Brokers facing uphill battle to win bigger cut of $215B HELOC market

By Vernon Clement Jones

Home equity lines of credit represent 22 per cent of all Canadian mortgages, or a whopping $215 billion, according to a new CAAMP report – the first to track that segment of the market largely closed to brokers.

“As far as we know this is the first time anyone has tracked that end of the mortgage market,” CAAMP Chief Economist Will Dunning “This is the first snapshot we have of the HELOC proportion of the industry, so we’re uncertain how quickly it may grow, although I think it will.”

For this year’s annual spring survey report on the residential mortgage market, the Canadian Association of Accredited Mortgage Professionals asked Canadians to specify how they financed their homes and withdrew equity. Of an approximate 9.45 million homeowners in Canada, an estimated 1.87 million hold both a mortgage and a HELOC. About 770,000 have a HELOC, but no mortgage, with the majority of Canadians holding just the mortgage itself.  Approximately 3 million lucky Canadians have no debt at all on their homes.

While brokers continue to attract as much as 30 per cent of the first mortgage business and 20 per cent of renewals, refinances and transfers, their participation in HELOCs is relatively marginal. That has to change, said one Alberta mortgage professional, his brokerage one of the few actively courting that business.

“The difficulty for brokers is, flat out, a lack of available product,” Gord McCallum, owner of First Foundation Residential Mortgages. “There aren’t enough lenders offering it, and many of the lenders that do use a double standard in that they offer HELOCs through their branches and their mobile mortgage specialists, but not through brokers. We haven’t been able to get a clear answer from them as to why that is, but it’s something that really rubs brokers the wrong way.”

While a handful of lenders in the broker channel offer those lines of credit, most aren’t willing to take a second position behind another lender. McCallum is asking brokers to support those brokers who do offer them the opportunity to satisfy client demand for the product, which often provide homeowners the quickest way to turn equity into liquidity.

The number of broker channel players in this segment of the market actually fell this year when the federal government withdrew insurance backing for HELOCs, not only for high-ratio debt but even those where a borrower’s equity is more than 80 per cent.

Ottawa made the move, effective April 18, as a way of discouraging Canadians from adding to record levels of consumer debt.

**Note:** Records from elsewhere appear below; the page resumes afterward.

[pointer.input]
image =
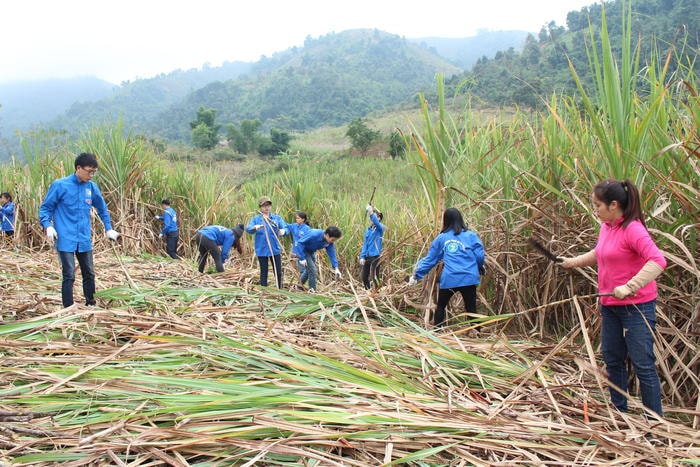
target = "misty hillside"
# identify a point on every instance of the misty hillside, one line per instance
(29, 103)
(464, 52)
(330, 81)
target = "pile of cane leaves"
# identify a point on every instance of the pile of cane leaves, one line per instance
(180, 368)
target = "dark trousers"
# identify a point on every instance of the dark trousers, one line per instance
(628, 332)
(207, 247)
(277, 269)
(370, 272)
(444, 295)
(171, 239)
(87, 270)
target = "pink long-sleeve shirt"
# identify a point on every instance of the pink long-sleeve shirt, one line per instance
(621, 252)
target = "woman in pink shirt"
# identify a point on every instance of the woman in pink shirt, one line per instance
(628, 263)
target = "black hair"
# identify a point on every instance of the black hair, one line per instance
(625, 193)
(303, 215)
(86, 159)
(333, 232)
(452, 220)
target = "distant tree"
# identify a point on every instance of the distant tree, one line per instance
(361, 135)
(397, 145)
(205, 131)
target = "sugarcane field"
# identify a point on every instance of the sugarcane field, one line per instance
(519, 288)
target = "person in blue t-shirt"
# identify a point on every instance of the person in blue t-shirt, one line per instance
(8, 214)
(208, 240)
(65, 214)
(372, 248)
(462, 255)
(267, 228)
(169, 230)
(297, 230)
(306, 249)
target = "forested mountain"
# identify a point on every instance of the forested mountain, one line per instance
(138, 102)
(464, 52)
(29, 103)
(526, 77)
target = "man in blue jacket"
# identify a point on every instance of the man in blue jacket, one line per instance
(306, 249)
(372, 247)
(169, 230)
(65, 214)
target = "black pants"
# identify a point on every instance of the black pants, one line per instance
(444, 295)
(87, 270)
(207, 247)
(171, 239)
(370, 271)
(277, 269)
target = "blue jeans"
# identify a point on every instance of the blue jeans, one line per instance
(87, 270)
(310, 272)
(628, 331)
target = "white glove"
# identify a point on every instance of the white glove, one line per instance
(51, 234)
(622, 291)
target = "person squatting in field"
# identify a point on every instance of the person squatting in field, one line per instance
(208, 239)
(372, 248)
(65, 214)
(628, 264)
(309, 244)
(267, 227)
(169, 231)
(462, 255)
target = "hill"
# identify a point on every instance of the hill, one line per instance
(28, 103)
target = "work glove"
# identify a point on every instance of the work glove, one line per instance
(580, 261)
(51, 234)
(648, 273)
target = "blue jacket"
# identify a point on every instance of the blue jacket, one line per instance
(8, 216)
(297, 231)
(374, 236)
(267, 242)
(461, 256)
(169, 219)
(222, 236)
(67, 206)
(311, 243)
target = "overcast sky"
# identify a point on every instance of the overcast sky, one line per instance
(129, 39)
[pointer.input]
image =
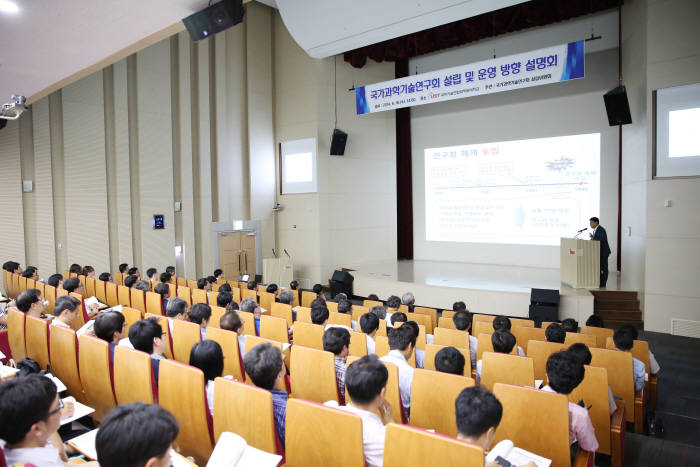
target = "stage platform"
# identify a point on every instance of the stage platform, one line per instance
(488, 289)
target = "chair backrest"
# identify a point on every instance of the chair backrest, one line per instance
(185, 336)
(313, 374)
(575, 337)
(509, 369)
(537, 421)
(15, 326)
(308, 335)
(431, 351)
(433, 397)
(540, 351)
(620, 375)
(453, 337)
(181, 392)
(245, 410)
(133, 376)
(593, 391)
(523, 334)
(37, 340)
(424, 448)
(64, 360)
(311, 435)
(228, 340)
(282, 310)
(601, 334)
(95, 375)
(274, 328)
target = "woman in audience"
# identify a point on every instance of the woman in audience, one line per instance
(208, 357)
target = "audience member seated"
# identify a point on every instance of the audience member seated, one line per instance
(369, 323)
(200, 313)
(624, 341)
(337, 341)
(208, 357)
(365, 381)
(502, 342)
(402, 342)
(65, 310)
(555, 333)
(30, 411)
(265, 366)
(450, 360)
(565, 373)
(136, 434)
(109, 326)
(502, 323)
(147, 336)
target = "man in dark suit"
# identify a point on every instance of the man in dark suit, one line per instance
(602, 236)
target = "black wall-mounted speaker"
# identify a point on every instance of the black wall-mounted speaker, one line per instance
(617, 106)
(338, 142)
(214, 18)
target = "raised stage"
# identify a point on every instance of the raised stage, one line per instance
(489, 289)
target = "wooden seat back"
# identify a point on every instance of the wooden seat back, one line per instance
(509, 369)
(403, 442)
(181, 392)
(435, 409)
(313, 374)
(133, 376)
(312, 436)
(95, 375)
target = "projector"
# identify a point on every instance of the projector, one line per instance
(14, 109)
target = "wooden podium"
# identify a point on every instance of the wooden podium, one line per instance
(580, 263)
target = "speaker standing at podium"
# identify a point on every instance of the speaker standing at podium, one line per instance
(600, 235)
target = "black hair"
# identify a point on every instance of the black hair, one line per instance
(462, 320)
(569, 325)
(369, 322)
(63, 303)
(71, 285)
(24, 401)
(142, 333)
(263, 363)
(208, 357)
(502, 341)
(199, 312)
(107, 323)
(400, 338)
(564, 371)
(365, 378)
(319, 315)
(555, 333)
(450, 360)
(27, 298)
(595, 321)
(623, 339)
(334, 339)
(131, 434)
(398, 316)
(477, 410)
(581, 351)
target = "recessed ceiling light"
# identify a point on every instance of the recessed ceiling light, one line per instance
(7, 6)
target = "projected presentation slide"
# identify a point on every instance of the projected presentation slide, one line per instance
(529, 192)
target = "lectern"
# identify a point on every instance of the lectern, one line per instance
(580, 263)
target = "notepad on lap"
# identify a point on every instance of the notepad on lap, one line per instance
(232, 451)
(516, 456)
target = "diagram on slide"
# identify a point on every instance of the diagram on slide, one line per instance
(528, 192)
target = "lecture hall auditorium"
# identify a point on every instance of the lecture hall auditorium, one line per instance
(368, 233)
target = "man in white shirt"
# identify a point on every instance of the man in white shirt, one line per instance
(365, 381)
(402, 342)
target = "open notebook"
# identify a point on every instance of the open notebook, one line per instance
(232, 451)
(516, 456)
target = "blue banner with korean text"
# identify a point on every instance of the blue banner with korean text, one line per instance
(543, 66)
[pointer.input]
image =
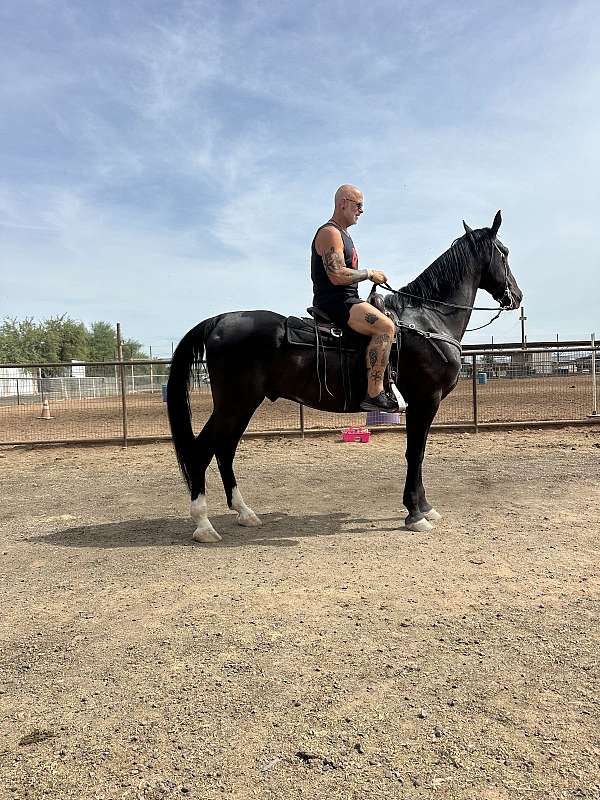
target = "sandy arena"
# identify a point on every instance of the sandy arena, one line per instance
(330, 654)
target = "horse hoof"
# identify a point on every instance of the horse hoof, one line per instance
(249, 520)
(420, 526)
(207, 535)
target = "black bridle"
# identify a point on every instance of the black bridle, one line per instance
(502, 307)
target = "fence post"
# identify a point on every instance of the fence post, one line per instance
(474, 379)
(123, 387)
(594, 397)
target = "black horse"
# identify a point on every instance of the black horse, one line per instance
(248, 358)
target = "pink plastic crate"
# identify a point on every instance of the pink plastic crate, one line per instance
(355, 435)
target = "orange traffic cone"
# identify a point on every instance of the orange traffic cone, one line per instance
(45, 409)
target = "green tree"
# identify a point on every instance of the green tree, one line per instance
(102, 342)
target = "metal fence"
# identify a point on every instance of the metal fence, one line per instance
(124, 401)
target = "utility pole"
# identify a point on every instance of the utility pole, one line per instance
(523, 318)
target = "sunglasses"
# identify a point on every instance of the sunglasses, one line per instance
(358, 205)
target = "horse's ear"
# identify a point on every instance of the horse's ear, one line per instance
(496, 224)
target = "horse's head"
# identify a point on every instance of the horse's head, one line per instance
(496, 277)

While some mono-line lenders have retreated from the market in the absence of that government backing, most of the country’s big banks continue to focus on expanding their HELOC portfolios with an eye to satisfying consumer demand.

“Any growth has more to do with whether people see a need to pull out equity from their homes,” Dunning told, “and we’re still seeing a vibrant home renovation market and the willingness of Canadian homeowners to use equity in their homes to fund other investments and meet other needs.”